Per Nana una sfortuna e una fortuna, tra l’altro: la sfortuna di suonare le percussioni – sarebbe stato più semplice si fosse trattato di chitarra o violino o pianoforte – e la fortuna di poter contare su genitori che hanno affrontato le critiche della comunità con un sorriso. Tra tutte, per prima, la madre di cui Nana Ashour ha detto: «È insolito per dei genitori di Gaza permettere alla loro figlia di imparare a suonare la batteria o andare da sola in una scuola di musica, ma i miei genitori si fidano di me e apprezzo il loro modo unico di educarmi».
Quali montagne possa scalare la fiducia che ci viene donata è presto detto: Gaza non è New York, non puoi andare in un negozio e comprare tutti i materiali che ti servono e se anche li trovi, i prezzi sono altissimi.
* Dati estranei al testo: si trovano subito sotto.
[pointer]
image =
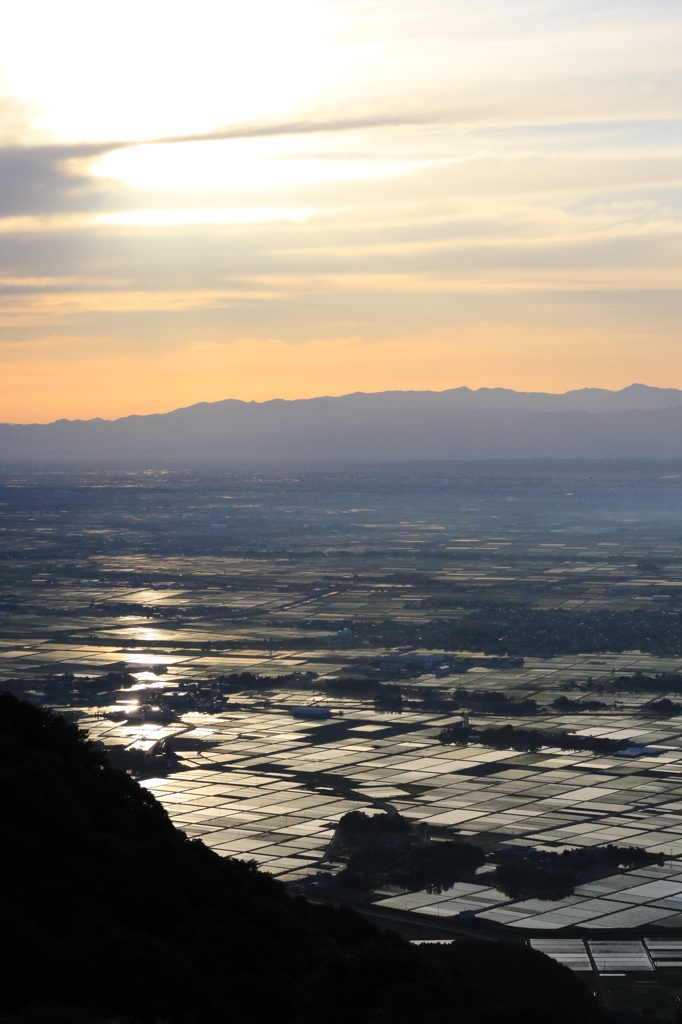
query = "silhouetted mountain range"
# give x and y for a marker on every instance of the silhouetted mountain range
(638, 422)
(110, 913)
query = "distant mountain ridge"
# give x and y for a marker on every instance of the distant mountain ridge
(638, 422)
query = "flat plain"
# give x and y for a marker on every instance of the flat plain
(271, 650)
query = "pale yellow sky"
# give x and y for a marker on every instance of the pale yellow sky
(346, 197)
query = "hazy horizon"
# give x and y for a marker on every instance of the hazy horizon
(335, 197)
(642, 396)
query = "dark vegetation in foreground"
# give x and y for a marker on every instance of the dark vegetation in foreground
(113, 912)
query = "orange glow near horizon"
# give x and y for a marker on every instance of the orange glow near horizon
(335, 197)
(111, 386)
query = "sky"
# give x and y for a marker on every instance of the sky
(285, 200)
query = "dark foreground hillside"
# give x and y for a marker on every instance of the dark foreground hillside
(109, 912)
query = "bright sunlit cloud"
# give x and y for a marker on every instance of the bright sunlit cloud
(304, 196)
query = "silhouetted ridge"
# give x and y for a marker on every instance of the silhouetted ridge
(110, 909)
(638, 422)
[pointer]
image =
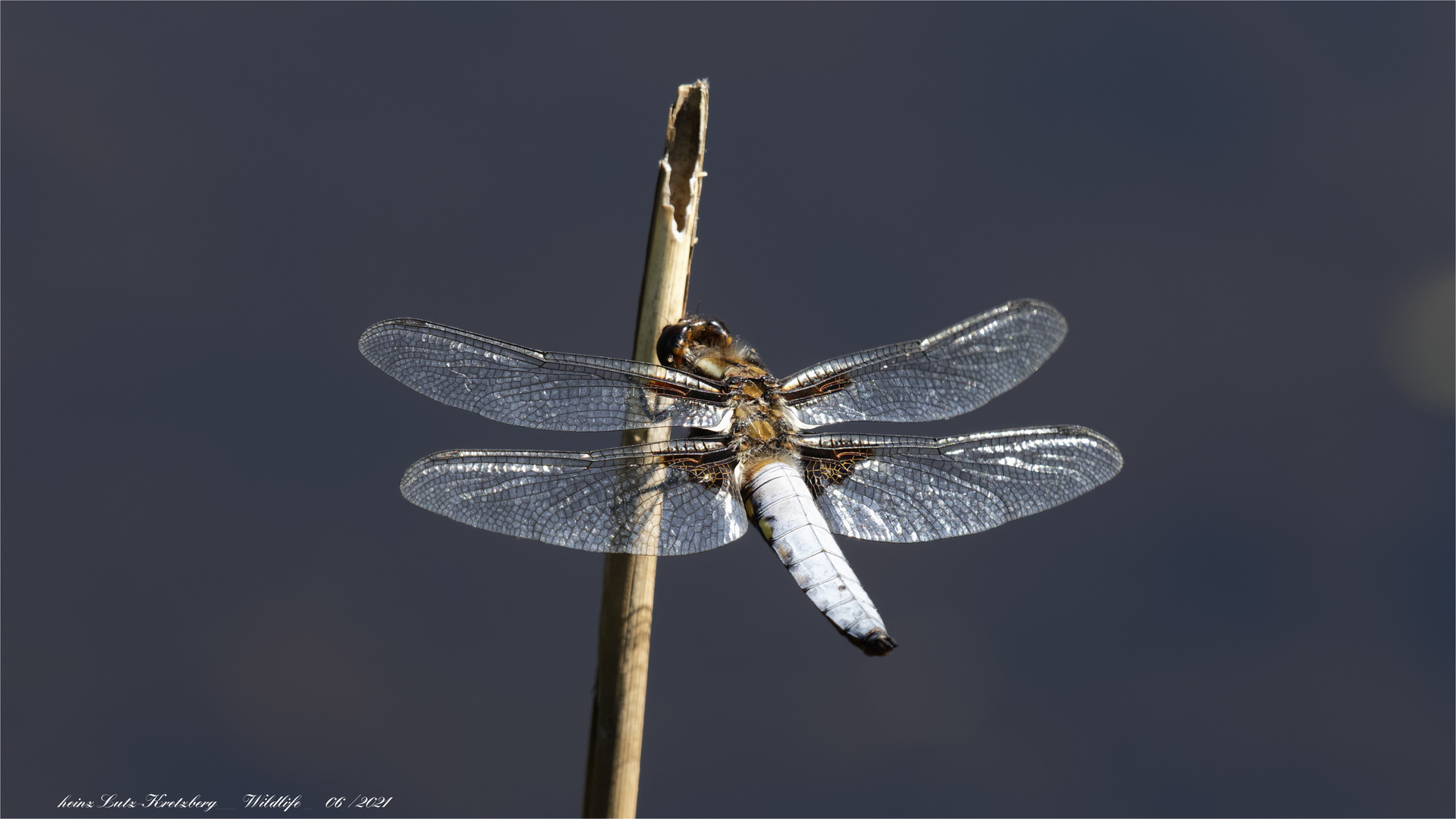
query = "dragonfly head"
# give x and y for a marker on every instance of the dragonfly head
(687, 339)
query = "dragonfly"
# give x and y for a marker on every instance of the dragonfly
(750, 457)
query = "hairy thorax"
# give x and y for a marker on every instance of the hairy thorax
(760, 429)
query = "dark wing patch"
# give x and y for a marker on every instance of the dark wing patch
(826, 467)
(906, 489)
(615, 500)
(546, 391)
(712, 470)
(944, 375)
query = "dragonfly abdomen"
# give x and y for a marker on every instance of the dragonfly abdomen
(791, 522)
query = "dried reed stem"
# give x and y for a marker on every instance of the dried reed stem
(619, 706)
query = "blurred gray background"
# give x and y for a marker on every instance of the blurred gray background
(212, 585)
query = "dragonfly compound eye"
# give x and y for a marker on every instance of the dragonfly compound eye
(679, 339)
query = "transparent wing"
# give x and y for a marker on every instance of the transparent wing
(546, 391)
(904, 489)
(606, 500)
(944, 375)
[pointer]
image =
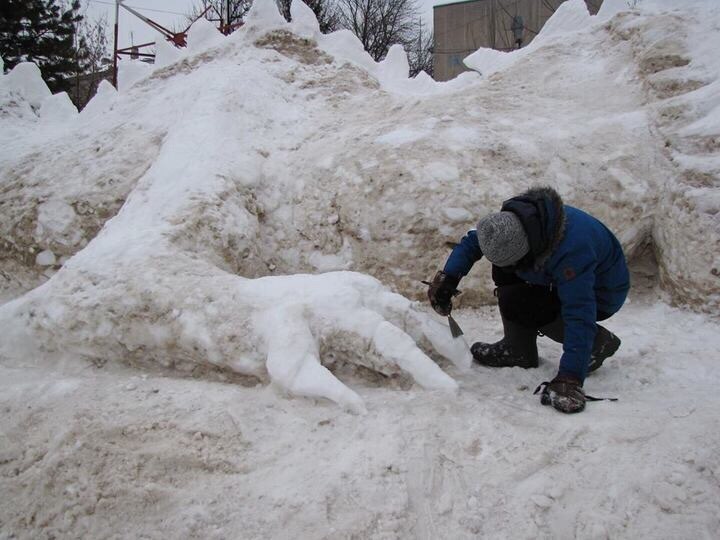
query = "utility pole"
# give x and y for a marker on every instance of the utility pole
(117, 16)
(229, 17)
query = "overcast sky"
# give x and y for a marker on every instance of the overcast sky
(168, 13)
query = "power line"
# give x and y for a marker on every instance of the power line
(139, 8)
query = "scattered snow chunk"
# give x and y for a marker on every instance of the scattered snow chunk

Però esiste una cosa che non si può comprare, o ce l’hai o non ce l’hai, ed è la creatività. Così Nana si è guardata intorno e vasi, cucchiai di legno, pentole e padelle sono diventati i suoi strumenti. E si è auto-prodotta.
Non ha ancora realizzato il suo grande sogno, salire su un palco, ma ha fatto qualcosa di incredibile per una sedicenne di Gaza: ha diffuso in rete, da febbraio, un video che è diventato virale e l’ha fatta conoscere a mezzo mondo. La prima ragazza batterista in assoluto a Gaza.
Fatto, questo, che ha spronato altre adolescenti a seguire le sue orme. Il che è come dire che il coraggio si impara, la cultura si diffonde, i muri che non possono essere abbattuti oggi possono quanto meno essere scalfiti e la musica, comunque, dei muri se ne è sempre fregata, ci passa sopra come fa il vento, se è forte.
Quindi, dicevamo, dopo la pubblicazione sui social network del video di Nana, più di quindici ragazze si sono iscritte alla stessa scuola della protagonista della nostra storia vera e, udite udite, ben 4 di loro hanno scelto le percussioni.